Ismaik lässt die Löwen untergehen
Investor verweigert Zahlungen zum Erhalt der Drittligalizenz, will aber weiterhin das volle Sagen haben bei 1860 München – Verband warnt
- Bedrohlich schwarz hingen die Gewitterwolken über der Geschäftsstelle des Ex-Zweitligisten TSV 1860 in München-Giesing – der große Donner aber folgte in einer EMail, die schon jetzt als historisch angesehen werden muss. Um kurz nach 15.30 Uhr ließ Investor Hasan Ismaik über seine Investmentgesellschaft HAM verlauten, dass er die vom DFB geforderten zehn bis elf Millionen Euro zum Erhalt der Drittligalizenz nicht aufbringen werde. Der Profifußball an der Grünwalder Straße ist damit Geschichte, die Löwen, immer noch ein Club mit über 16 000 Mitgliedern, werden in den Amateurbereich durchgereicht. In welche Liga genau, ist unklar.
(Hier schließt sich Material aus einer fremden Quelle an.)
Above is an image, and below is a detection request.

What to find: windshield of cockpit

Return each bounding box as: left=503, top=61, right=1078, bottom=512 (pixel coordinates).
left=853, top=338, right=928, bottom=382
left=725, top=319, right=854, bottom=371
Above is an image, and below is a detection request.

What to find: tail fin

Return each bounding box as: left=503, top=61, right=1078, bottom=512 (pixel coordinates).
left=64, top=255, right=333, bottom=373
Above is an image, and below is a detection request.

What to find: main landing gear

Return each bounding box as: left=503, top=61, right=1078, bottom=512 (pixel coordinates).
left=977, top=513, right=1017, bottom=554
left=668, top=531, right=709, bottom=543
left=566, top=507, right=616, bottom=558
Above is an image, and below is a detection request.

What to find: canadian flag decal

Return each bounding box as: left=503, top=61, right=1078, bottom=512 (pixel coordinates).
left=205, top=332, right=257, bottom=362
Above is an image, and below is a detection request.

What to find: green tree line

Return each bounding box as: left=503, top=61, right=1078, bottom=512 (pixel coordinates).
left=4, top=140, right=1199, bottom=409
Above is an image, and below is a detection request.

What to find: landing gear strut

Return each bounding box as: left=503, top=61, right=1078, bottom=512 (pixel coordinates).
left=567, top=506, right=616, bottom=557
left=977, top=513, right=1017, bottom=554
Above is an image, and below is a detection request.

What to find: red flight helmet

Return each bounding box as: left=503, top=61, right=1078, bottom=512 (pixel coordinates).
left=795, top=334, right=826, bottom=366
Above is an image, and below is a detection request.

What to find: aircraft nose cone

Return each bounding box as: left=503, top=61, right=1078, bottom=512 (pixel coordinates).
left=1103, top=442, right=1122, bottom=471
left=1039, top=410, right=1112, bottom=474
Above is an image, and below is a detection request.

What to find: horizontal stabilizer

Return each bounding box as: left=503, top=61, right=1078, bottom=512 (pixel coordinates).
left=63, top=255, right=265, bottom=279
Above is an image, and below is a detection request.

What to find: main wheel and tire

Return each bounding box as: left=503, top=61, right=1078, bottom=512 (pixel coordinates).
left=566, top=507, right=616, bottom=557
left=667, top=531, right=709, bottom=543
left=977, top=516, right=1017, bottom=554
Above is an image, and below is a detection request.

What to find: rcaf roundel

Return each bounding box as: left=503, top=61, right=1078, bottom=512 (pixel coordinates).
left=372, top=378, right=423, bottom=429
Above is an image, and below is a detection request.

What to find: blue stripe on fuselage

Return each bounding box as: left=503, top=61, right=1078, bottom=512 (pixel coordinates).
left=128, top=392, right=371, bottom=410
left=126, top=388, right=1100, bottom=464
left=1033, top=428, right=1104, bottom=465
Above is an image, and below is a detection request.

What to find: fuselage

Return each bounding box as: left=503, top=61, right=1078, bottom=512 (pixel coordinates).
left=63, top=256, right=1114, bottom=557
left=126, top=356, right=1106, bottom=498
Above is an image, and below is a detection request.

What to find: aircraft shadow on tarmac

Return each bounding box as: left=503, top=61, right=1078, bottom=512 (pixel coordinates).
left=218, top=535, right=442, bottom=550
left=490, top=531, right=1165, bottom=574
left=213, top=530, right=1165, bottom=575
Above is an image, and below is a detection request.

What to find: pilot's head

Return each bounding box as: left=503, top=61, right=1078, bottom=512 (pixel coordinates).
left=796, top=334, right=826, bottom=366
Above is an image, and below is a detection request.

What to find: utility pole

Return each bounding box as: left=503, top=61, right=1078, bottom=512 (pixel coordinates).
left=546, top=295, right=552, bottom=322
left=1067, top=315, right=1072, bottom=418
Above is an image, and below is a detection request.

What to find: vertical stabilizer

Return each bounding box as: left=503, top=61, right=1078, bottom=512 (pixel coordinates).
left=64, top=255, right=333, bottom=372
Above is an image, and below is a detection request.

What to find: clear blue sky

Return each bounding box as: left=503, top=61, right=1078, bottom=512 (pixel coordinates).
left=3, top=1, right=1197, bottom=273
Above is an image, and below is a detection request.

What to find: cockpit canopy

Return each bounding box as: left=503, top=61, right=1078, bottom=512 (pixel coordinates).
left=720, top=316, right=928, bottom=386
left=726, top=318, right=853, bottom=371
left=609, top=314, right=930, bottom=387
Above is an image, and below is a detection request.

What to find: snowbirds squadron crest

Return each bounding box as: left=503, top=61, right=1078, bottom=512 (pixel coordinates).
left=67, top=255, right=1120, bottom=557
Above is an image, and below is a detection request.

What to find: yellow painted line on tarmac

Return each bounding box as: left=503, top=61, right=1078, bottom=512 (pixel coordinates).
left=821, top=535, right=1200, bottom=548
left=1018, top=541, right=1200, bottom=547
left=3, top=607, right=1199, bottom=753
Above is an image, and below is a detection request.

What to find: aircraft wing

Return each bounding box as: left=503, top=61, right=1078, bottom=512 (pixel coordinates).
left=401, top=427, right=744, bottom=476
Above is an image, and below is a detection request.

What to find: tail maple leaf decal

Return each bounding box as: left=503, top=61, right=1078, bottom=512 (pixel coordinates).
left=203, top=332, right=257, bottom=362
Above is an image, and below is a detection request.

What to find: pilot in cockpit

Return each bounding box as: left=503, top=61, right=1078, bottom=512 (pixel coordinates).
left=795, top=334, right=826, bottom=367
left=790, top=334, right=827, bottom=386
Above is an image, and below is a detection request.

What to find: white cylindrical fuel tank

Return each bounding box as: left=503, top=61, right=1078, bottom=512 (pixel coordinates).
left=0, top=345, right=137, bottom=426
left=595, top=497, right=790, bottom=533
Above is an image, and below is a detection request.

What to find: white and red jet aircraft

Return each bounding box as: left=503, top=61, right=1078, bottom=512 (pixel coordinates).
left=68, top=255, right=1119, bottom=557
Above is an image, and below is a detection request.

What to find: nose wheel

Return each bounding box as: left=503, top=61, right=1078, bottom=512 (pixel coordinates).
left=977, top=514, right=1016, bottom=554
Ein Teil des Problems nämlich ist: Ismaik, der 60 Prozent der Anteile an der ausgegliederten Profifußballabteilung hält, lässt die Löwen zwar untergehen – will aber weiter an Bord bleiben. „Leipzig hat auch in der fünften Liga angefangen, richtig?“, sagte er der „Süddeutschen Zeitung“. Dass Ismaik, der schon einmal alle Journalisten vom Vereinsgelände aussperren ließ, zwischen 15 Uhr und weit nach 15.30 Uhr – während also am Trainingsgelände der Löwen zahlreiche Fans und Funktionäre sehnsüchtig auf eine Mitteilung warteten – mit Reportern telefonierte, war nur eine weitere irre Randnotiz dieses selbst für Löwen-Verhältnisse beispiellosen Absturzes.
„Herr Ismaik wird den Club auch in der 4. oder 5. Liga unterstützen und notwendige Veränderungen vorantreiben. Seine emotionalen Bindungen zu 1860 und seine Loyalität gegenüber den Fans bleiben stark“, hieß es in der offiziellen Mitteilung des Investors. Grund für seine Weigerung, die Drittligalizenz zu sichern, seien die Funktionäre des Vereins, die seine „begründeten Forderungen“nicht erfüllen wollten. Dabei handelt es sich unter anderem um Forderungen, die den Statuten sowohl von DFL als auch DFB widersprechen, die ihm der Verein also gar nicht erfüllen kann. Unter anderem möchte Ismaik den Verein zwingen, auf sein Weisungsrecht auf den Geschäftsführer zu verzichten – was ein Verstoß gegen die 50+1-Regel wäre, die den Einfluss von Investoren auf Fußballclubs begrenzen soll.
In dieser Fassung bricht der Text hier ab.